Steve Cox, Distribution Director of Fleet Mortgages, commented: “As can be seen by the first iteration of the Fleet Mortgages Quarterly BTL Index, despite political and economic uncertainty leading up to the General Election in December last year, we observed overall rental growth throughout England & Wales in Q4 2019, with only two regions showing either a very small drop or no change at all.

“In this context, it is perhaps not surprising to see those regions further North in the country posting the largest increases and outstripping the gains seen by properties in the South. On average, for 2019, for the North as a whole, this was 7.6%, compared to 4.9% in Greater London and 5.2% in the South East, although the last quarter’s figures for both those regions show an improvement.

“Clearly, the market has shifted over the past 18-24 months as landlords get to grips with the increased costs that come with PRS activity, in particular the phased-in changes to mortgage interest tax relief for individual landlords, which will be down to a basic-rate level in April 2020. That has clearly impacted profitability for certain landlords and so a different approach has been needed and pursued.

“Landlords now tend to look differently at their properties, with many converting single-tenancy properties into multi-tenant ones in order to secure better yields. These higher yields are needed in order to meet those growing tax liabilities but to also offset the increased cost of acquiring tenants and regulation. Examples of these changes include more properties being converted into self-contained flats rather than keeping the property as a larger family home.

“Coupled with a much greater inclination to purchase further afield - in those very regions showing greater rental yield increases - we can see why certain regions continue to outperform others. However, with an overall squeeze on supply, coupled with continued demand for quality properties by tenants, our view is that we are likely to see continued rental increases across the vast majority of regions, if not all, during 2020.

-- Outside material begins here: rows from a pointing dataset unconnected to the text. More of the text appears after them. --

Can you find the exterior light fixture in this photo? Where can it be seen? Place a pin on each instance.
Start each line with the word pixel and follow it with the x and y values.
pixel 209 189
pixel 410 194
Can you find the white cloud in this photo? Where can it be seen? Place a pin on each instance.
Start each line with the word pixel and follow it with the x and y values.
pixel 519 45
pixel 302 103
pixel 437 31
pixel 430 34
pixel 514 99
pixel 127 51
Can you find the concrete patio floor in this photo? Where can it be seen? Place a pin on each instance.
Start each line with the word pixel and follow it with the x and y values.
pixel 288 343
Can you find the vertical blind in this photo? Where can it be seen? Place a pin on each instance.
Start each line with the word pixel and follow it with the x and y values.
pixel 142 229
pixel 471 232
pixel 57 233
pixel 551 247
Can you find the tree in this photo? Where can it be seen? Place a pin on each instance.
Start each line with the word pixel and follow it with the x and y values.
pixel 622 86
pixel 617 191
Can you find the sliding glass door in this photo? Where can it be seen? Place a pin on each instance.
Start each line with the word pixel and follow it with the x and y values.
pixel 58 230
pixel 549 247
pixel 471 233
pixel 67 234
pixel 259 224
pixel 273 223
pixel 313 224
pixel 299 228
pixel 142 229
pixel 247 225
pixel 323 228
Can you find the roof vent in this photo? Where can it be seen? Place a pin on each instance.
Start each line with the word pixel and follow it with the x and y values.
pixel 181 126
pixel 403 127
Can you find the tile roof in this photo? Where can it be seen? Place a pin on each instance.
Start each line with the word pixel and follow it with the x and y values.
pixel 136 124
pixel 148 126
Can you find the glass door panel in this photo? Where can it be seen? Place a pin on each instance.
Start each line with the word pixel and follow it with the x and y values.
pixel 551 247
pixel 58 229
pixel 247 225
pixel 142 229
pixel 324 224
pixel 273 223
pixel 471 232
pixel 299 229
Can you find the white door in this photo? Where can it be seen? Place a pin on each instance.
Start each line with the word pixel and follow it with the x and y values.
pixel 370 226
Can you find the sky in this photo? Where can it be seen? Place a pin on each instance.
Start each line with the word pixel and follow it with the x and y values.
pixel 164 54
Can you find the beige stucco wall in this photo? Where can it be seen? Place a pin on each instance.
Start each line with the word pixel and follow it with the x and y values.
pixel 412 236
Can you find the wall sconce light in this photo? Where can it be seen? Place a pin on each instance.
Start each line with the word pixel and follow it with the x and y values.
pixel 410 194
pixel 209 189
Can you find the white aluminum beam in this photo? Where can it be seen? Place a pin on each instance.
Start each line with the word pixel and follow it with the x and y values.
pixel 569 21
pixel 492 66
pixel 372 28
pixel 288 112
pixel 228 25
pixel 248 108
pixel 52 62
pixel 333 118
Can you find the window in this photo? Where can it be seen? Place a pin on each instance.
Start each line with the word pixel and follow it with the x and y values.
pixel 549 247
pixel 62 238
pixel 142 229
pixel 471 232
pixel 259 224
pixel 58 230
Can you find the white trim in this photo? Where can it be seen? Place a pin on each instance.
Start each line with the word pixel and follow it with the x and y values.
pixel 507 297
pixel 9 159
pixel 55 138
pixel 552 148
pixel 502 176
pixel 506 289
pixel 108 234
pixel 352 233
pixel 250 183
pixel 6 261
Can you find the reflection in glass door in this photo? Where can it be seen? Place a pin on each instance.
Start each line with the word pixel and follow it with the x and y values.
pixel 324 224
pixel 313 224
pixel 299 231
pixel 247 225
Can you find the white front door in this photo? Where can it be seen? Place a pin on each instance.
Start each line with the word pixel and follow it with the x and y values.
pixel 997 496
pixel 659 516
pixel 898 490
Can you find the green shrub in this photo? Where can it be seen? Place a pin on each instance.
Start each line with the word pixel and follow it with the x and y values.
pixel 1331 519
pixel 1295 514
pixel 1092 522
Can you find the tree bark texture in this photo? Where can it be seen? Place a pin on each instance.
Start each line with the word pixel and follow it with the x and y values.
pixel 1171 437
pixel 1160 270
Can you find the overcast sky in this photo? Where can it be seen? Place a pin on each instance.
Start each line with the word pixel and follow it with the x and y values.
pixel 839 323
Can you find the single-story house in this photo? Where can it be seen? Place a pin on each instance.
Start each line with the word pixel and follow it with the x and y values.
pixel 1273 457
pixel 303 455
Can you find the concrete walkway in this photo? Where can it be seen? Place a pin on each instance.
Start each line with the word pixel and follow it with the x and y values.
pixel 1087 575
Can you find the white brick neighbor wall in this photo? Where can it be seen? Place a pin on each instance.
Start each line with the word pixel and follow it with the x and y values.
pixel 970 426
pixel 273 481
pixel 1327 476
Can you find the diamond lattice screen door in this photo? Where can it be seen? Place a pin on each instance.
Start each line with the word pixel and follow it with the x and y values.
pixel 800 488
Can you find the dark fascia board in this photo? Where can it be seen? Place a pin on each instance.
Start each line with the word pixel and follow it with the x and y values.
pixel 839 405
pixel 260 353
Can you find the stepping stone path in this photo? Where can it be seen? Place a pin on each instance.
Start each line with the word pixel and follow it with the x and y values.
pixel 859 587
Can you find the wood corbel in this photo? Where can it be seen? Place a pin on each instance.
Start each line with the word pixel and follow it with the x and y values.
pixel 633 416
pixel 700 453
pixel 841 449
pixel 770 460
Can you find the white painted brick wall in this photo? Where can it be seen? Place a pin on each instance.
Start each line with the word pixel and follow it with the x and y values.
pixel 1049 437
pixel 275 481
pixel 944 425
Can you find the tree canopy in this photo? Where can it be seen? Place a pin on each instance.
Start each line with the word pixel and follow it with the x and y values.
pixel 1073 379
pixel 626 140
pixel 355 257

“In that sense, property investment will remain increasingly popular, and we fully anticipate that all types of landlords will seek to add to portfolios over the course of the next 12 months. It means that demand for specialist buy-to-let advice will remain high and advisers active in the sector should be able to secure strong client levels, particularly those seeking to utilise limited company vehicles, purchase and refinance HMO/MUBs, and develop and grow their portfolios.”